If there can be one criticism of the doc it is this: with the vast resources of HBO Sports and its parent company (and even Time Warner), the usual parade of sports personalities are left on the sidelines. Where is Bob Costas or Ahmad Rashad or Stuart Scott or Bryant Gumbel? It is absolutely important to have writers from the time recount their memories of Louis, but there is a stark dividing line between the interviewees. The writers are, nearly to a man, white while everyone else is black. There is no need to have this dividing line. You can bet in a doc on Michael Jordan or Tiger Woods, all of these people would be put in front of the camera. And since it can be successfully argued that Louis is important than either of those men in the greater social context, I felt strangely let down in the end.
"America´s Hero…Betrayed" is a bit of a misnomer, a marketing gimmick, if you will. Should one man skirting the law (tax law, for the record) be swept under the rug because of who he is? Not really, since justice is blind and must be applied to all people in the same exact way. What the doc wants to do-with the help almost all the interviewees-is portray Joe as a man caught in circumstances when, in fact, they were his own doing. Being linked to various high-profile stars like Lena Horne. Finding himself involved with shady and downright criminal people. At some point, Louis had to know something was going to bite him. It finally did, obviously, and we´re supposed to feel bad for him?
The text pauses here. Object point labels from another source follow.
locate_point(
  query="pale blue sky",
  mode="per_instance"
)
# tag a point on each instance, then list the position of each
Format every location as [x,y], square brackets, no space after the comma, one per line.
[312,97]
Granted, watching the former great get brutally knocked out in his final fight with Rocky Marciano in 1951 is heartbreaking. We know the outcome but hope-somehow-it is different just this once. Not only because he racked up a professional record of 69-3, but because of what he meant to an entire generation. None of this excuses skirting the law, mind you. Somehow, though, without it being said, everyone believes he should have been let off the hook. Fair? You decide.
VIDEO:
Standard anamorphic widescreen without any major surprises. Old content looks…well, old. New content is vastly better. I was a bit surprised, to tell the truth, with how good the archival video appears. Yes, it shows the ravages of age with black pops, lines and a distinct lack of definition. Yet it is still absolutely watchable, considering it´s between 40 and 60 years old. The rest looks like typical HBO documentary video: crisp, slightly too much contrast, speakers against (generally) dark backgrounds. Those black levels are solid without any notable problems.
AUDIO:
No shock here, either. English 2.0 mix (Spanish 2.0 is also included) is what we´re given. The track is free of any distortion, except where appropriate-as in the old footage. There´s not a lot of reason or interest in directional sound effects; rather, the center speaker carries the burden. It´s a non-theatrical documentary soundtrack. No subtitles are included.
EXTRAS:
Aside from twelve chapter stops and the amaray case, nothing.
PARTING JABS:
Either due to a 75-minute running time or the need to provide only a barebones outline of his life, "Joe Louis: America´s Hero…Betrayed" barely manages to introduce the characters in one event before moving on to another. As such, this feels more like the Cliff´s Notes version of history than an actual historical document. Pity, too. He deserves more.